Food, perhaps? Not any food (which is being solved by Swiggy or Zomato anyway), but comfort food, perhaps? Something that is not ‘outside food’ (with all the extra masala and pomp associated with non-home cooked food), but something that we’re too lazy to make but yet is very simple. Say, a limited range of comfort food – idlis, rotis, dosa, etc. in 10 minutes? I don’t know – just guessing aloud 🙂
If you see McDonald’s history and the way they prioritize fast-moving items as the mainstay of the menu, they simply plan their backend systems to enable the delivery of those items. That’s precisely what a Zomato would do too – plan their internal systems at each delivery station to suit the limited number of items on the menu that people could choose from.
When people imagine ‘food delivery’, they presume anything and everything as the menu and then wonder how Zomato would deliver anything in 10 minutes. But as David Ogilvy famously said, ‘The essence of strategy is sacrifice’. If the menu itself is sacrificed to showcase only that which Zomato can deliver in 10 minutes, this task is perfectly possible.
Like the other quick-delivery grocery brands, Zomato would have a second layer incorporated besides a selective menu – selective locations. Only those locations that have a Zomato delivery station in the immediate radius would promise this 10-minute service.
But in terms of perception, the broader outlook is that ‘Zomato delivers in 10 minutes’.
Zomato also mentions ‘sophisticated dish-level demand prediction algorithms’ in Deepinder’s blog post introducing this new service. This is the ‘McDonalds brothers figuring out that 80% of their sales come from burgers’ part. To understand a larger trend in terms of demand, and to match it with what they can feasibly produce very fast (within a minute or two) so that the 10-minute delivery can be enabled. If, for instance, paneer butter masala is one such dish, it is something that can be made first thing in the morning (freshly) and stored in adequate quantities (based on the prediction algorithm). It could then be reheated in a limited quantity instantly when there’s an order and delivered.

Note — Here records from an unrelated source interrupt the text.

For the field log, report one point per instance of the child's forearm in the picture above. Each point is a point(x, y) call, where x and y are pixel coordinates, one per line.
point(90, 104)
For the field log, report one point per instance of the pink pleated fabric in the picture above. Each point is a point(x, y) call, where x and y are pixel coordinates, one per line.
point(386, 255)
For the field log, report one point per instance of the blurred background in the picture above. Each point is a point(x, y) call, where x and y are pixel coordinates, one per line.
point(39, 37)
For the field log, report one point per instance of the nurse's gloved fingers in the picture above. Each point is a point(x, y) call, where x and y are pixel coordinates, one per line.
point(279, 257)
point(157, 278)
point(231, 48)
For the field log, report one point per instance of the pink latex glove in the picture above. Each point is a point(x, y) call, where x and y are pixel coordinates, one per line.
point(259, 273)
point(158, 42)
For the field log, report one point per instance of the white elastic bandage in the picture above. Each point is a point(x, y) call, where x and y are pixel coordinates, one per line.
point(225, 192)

Sure, but what if the customer wants butter naan along with it?
For that, observe the other mention in Zomato’s post: ‘future-ready in-station robotics’.
There is considerable movement in this direction!
So, a fully/partially automated food station equipped with robots that can promise 10-minute delivery of a limited item menu is not inconceivable at all. The only thing you need to remember is that ‘food delivery in 10 minutes’ does not mean ‘any food’ delivered in 10 minutes and contort yourself with ‘will it be freshly cooked?’, ‘can they make and deliver a masala dosa?’ among other existential questions. If a robot is taught how to make a burger, it can be taught how to make masala dosa too, if Zomato wants to add it to the menu.
The other questions are beyond the purview of ‘how can they…?’:
- if robots start cooking food, what would happen to the people who are being displaced? This is, ‘If they start this, what would happen…?’ question. Much larger in scope and impact.
- hand-made food is the best; machine-made food is artificial, right? Like a person playing an instrument vs. a computer generating that sound. This is poking a hole in the subjective quality of the food being made/delivered. This would differ from person to person.
- do we really need 10-minute food delivery? Only medicines are needed in 10 minutes, everything else can wait, no? This is a more philosophical and existential question 🙂 Again, would differ from person to person.